D'une part, il y avait durant la semaine cette éphémère vie parisienne, au cœur de ce quartier latin qui est le centre de gravité de l'excellence universitaire française et où se côtoient dans un périmètre restreint la Sorbonne, le Collège de France, l'école Normale Supérieure d'Ulm, l'institut Pasteur et le lycée Louis le Grand. Il y a quelque chose d'effrayant dans l'architecture massive et imposante de ces bâtiments, qui fait au piéton l'impression de se sentir minuscule et, en vérité, insignifiant. J'étais fasciné par l'observatoire de la Sorbonne, qui trône du haut de sa tour, avec tant de grâce et d’harmonie, rue Saint-Jacques. J'enchaînai en ces vénérables murs des cours de haute volée, sans toutefois jamais me sentir un tant soit peu intégré dans l’un des groupes d'étudiants qui se formaient alors. Peut-être était-ce ma personnalité introvertie qui m'en excluait, ou plus vraisemblablement mon appartenance à une classe sociale moins favorisée, ne possédant pas la culture, les codes et les savoir-être qui m'en auraient fait naturellement accepter. Les brimades et les humiliations sont sans nul doute choses terribles à subir dans un parcours scolaire, mais rien ne me semblait plus blessant que cet ostracisme muet et invisible dont j’étais la victime. Je me demandais dans certains moments de doute si ma place était bien là, et si tous les sacrifices que j'avais consentis pour y être valaient la peine.

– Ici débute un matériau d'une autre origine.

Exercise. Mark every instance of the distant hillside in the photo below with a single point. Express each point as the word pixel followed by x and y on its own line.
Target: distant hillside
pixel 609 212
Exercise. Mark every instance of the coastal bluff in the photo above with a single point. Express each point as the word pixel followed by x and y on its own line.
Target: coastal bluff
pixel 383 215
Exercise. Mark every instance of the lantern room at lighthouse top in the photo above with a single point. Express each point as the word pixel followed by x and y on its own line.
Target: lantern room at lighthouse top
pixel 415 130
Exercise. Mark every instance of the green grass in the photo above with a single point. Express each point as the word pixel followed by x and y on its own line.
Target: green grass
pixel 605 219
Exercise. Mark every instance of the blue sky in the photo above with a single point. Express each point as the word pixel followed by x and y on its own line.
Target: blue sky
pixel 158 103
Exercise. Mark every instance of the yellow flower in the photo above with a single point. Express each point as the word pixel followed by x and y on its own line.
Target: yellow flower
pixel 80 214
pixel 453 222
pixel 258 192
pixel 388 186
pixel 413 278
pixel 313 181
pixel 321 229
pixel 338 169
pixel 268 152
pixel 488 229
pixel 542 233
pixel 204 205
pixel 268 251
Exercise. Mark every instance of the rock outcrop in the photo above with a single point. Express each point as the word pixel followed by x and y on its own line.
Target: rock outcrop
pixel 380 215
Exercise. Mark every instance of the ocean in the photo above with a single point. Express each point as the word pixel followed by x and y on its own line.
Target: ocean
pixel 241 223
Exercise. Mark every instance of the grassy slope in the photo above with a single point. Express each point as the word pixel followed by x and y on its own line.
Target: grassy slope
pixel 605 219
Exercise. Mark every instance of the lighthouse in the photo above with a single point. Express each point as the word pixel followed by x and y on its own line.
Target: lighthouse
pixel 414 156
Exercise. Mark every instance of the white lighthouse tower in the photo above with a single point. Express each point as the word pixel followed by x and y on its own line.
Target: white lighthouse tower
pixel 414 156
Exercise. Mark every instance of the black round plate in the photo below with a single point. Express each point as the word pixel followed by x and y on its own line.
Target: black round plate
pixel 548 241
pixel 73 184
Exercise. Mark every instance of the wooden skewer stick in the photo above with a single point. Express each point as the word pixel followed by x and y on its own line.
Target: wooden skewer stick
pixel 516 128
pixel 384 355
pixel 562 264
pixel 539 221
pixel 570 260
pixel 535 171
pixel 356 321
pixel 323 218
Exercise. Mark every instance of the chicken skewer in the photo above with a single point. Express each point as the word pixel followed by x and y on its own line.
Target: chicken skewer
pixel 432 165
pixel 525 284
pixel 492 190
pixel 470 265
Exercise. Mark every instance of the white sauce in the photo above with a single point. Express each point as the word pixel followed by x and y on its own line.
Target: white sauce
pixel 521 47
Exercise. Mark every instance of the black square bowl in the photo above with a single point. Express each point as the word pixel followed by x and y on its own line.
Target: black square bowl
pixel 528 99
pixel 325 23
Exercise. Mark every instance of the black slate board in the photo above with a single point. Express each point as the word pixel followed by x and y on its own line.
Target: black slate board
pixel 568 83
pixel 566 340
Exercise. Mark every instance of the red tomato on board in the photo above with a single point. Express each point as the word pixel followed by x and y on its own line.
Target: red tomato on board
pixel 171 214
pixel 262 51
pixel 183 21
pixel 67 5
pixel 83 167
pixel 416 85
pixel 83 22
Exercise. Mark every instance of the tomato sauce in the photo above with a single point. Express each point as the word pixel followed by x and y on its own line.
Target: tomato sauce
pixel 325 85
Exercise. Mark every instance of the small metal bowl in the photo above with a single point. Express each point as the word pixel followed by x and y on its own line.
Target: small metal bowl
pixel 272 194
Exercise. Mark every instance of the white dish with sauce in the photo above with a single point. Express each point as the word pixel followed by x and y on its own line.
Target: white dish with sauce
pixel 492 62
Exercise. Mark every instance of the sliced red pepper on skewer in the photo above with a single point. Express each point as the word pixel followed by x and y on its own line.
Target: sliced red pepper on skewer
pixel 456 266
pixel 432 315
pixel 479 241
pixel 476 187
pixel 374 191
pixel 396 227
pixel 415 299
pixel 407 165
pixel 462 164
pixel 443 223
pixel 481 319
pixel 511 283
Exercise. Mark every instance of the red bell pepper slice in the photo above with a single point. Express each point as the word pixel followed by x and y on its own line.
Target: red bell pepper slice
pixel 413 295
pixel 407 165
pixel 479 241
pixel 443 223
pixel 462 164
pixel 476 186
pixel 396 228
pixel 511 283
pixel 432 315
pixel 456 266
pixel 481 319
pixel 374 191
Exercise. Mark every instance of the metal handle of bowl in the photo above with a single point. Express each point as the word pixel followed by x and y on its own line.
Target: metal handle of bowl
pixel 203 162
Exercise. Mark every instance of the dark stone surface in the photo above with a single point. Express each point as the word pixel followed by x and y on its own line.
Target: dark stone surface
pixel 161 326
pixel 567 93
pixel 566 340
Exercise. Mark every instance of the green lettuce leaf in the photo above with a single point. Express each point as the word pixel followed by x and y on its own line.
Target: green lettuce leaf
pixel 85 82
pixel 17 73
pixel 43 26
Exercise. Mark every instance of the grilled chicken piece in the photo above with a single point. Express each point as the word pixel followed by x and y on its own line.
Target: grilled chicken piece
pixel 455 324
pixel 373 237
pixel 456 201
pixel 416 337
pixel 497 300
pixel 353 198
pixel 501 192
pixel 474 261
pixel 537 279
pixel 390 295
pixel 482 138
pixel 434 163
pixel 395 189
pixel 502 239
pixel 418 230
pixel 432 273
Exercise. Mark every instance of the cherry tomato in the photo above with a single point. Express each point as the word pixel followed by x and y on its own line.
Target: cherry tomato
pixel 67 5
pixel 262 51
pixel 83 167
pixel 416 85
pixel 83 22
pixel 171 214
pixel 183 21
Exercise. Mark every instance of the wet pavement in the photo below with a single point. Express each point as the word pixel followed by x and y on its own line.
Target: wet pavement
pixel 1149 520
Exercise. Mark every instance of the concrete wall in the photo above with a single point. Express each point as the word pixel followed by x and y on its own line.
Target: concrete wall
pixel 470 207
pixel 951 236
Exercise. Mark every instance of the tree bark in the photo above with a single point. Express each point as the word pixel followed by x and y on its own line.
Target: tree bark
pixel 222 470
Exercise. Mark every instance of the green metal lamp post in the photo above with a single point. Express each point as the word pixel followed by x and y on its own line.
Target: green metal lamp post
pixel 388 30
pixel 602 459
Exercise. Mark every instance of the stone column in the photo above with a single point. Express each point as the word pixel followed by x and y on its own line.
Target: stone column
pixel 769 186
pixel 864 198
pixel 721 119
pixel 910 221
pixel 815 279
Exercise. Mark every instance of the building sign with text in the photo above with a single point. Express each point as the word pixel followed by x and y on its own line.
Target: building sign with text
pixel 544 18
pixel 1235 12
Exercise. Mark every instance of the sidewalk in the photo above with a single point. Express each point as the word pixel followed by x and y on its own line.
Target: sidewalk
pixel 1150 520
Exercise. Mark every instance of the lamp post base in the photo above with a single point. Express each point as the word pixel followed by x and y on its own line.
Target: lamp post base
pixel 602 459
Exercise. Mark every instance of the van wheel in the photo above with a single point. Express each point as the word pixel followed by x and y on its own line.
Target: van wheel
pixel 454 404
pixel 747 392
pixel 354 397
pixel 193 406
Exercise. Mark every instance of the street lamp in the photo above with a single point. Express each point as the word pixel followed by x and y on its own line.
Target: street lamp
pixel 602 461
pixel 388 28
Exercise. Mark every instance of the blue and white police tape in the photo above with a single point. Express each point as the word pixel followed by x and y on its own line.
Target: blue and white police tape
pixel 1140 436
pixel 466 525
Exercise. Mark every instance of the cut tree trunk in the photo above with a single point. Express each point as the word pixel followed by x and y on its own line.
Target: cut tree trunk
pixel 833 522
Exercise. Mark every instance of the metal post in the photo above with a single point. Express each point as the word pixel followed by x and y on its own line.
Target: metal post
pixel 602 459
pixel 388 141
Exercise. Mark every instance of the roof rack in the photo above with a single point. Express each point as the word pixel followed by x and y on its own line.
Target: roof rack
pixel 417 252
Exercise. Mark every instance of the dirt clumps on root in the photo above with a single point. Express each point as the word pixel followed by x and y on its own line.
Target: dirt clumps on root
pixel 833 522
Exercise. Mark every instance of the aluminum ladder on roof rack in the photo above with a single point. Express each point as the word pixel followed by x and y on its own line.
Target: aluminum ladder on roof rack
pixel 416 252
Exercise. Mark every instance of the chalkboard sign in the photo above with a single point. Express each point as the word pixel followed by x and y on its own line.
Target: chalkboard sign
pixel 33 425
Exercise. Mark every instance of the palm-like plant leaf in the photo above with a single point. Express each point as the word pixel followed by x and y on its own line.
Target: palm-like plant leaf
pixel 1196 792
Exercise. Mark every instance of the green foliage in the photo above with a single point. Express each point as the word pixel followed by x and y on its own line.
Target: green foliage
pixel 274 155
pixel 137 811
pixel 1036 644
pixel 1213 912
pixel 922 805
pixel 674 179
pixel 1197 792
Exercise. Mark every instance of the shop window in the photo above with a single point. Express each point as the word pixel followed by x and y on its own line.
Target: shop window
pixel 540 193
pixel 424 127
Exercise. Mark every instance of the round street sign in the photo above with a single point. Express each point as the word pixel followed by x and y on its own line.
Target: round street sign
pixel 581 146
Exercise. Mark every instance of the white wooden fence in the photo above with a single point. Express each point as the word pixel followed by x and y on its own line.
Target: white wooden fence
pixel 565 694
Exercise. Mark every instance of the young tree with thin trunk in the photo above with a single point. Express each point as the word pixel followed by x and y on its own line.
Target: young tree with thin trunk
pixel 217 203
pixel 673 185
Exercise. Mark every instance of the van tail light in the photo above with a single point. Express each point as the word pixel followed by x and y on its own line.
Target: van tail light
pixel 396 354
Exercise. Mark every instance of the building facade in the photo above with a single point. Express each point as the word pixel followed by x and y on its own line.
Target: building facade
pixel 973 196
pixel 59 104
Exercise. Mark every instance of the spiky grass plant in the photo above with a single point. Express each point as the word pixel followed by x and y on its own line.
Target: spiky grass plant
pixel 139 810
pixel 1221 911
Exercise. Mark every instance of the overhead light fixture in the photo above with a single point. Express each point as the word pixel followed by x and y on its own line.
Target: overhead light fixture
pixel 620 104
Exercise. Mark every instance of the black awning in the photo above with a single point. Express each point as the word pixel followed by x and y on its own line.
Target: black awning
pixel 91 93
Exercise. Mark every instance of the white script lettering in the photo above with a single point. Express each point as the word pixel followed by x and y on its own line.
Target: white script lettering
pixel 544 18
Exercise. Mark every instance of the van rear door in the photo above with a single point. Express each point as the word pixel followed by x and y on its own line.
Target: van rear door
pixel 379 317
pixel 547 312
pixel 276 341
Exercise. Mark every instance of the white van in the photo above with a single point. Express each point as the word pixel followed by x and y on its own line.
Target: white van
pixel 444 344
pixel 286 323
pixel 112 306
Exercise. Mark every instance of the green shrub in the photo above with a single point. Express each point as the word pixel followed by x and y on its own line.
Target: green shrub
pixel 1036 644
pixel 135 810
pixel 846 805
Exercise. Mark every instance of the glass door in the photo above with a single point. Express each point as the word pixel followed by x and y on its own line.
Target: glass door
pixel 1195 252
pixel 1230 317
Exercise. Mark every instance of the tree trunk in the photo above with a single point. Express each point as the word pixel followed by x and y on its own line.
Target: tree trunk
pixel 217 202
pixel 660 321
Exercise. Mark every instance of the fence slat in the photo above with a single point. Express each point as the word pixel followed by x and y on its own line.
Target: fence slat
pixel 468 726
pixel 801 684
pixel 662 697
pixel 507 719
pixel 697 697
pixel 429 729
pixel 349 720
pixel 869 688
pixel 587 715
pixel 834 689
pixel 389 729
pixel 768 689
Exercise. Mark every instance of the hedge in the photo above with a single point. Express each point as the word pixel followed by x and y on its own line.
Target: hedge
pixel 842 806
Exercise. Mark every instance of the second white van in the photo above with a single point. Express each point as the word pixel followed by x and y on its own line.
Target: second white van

D'autre part, s’écoulait, le reste du temps, cette solitaire vie picarde. Je découvrais une ville qui était une gigantesque mosaïque de grossières bâtisses toutes de brique rouge et de toits de tuiles ou d’ardoise, et je dois avouer que j'étais quelque peu interloqué par la misère sociale qui s'y dévoilait. Je croisais au détour des rues tant d’individus rongés par ce mal sournois et pernicieux, jeunes désœuvrés en tenue débraillée une bouteille d'alcool à la main, vieillards démunis et indigents, et certains visages dont la déformation des linéaments paraissait à mon imagination comme les stigmates d'une inéluctable dégénérescence ou d’une consanguinité, seul témoignage visible d'une souterraine et pulsionnelle déviance qui ne se dévoile d'ordinaire que dans l'intimité et la pénombre de certains foyers. J’étais pris au beau milieu d’un hiatus, entre deux univers qui m’étaient l’un et l’autre irrémédiablement étrangers, et dont mes sincères et tenaces efforts pour m’y fondre me paraissaient voués à l’échec. Entre ces deux extrêmes, je cherchais désespérément ma place en ce monde.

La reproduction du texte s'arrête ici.